My husband just laid that one on me after TWENTY years of marriage and he is acting like an angry little boy because I'm actually upset...he doesn't understand why I don't want to get a divorce and stay the bestest of friends instead. He said he's been lying to me about his feelings for our entire marriage (which he said he believed God told him to marry me, but then felt he misunderstood what God meant and it was a "mistake".)

And he poses as a born again Christian, but states that anyone pointing out scriptures is just being "legalistic". He insists that God is a loving father who wants him to be happy so will forgive him for destroying our family, badly hurting our children, and LYING during two bouts of marriage counseling and a single series of individual counseling for him I begged him to go to because he always acted depressed, isolated, and emotionally distant. He said he just couldn't ever "open up" with me about his feelings. And he couldn't ever "open up" with the marriage counselors. And he couldn't ever "open up" with the individual counselor he was seeing. And that is why he said he has never gone to any of our pastors for help on this, he couldn't "open up" with any of them.
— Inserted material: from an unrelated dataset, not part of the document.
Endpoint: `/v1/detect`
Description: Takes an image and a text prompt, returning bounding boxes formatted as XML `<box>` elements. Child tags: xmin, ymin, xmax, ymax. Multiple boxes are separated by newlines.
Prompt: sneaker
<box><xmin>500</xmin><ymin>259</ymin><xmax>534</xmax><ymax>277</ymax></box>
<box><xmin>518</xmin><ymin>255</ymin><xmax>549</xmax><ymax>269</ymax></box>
This marriage was torture enough for me the last several years with his refusing to discuss our relationship problems or his depression issues, but I couldn't leave because we had children and he was still going to church.... I always thought that ONE DAY he would recognize the seriousness of his treating his vows before God and the scriptures regarding marriage with such contempt. Or that he would work on his problems at least for our childrens' sake. Nope, I find at Christmas that he arranged to move out, he asked for a divorce and finally tells me what little I thought we even had was a faked on his part because he was always scared to commit 100% to a marriage and family. Oh, and he mentioned that he always felt that someday if he was free he would find the same type of being in love and feeling butterflies again that he felt with his first girlfriend as a teenager.

I'm begging you for your poor wife's sake and your childrens' sake if you have any, GO TO YOUR PASTOR! Spill your guts to him and genuinely try to resolve this through honest, dedicated Christian marriage counseling. Marriage and family is a sacred, till-death-do-you-part covenant for a reason.... it is critical for the spiritual, emotional and phsyical well-being of the children, not to mention the institution that Jesus commanded us to form to represent his relationship to his Church. You are playing self-centered, aching-for-the-thrill-of-infatuation little boy games with her life, heart and her sanity. You vowed before God to love, honor and cherish her- if you refuse to try to grow out of your immaturity and selfishness long enough to try to do that, she at the very least DESERVES HONESTY and the opportunity to participate in the decision about how to handle your relationship as it stands.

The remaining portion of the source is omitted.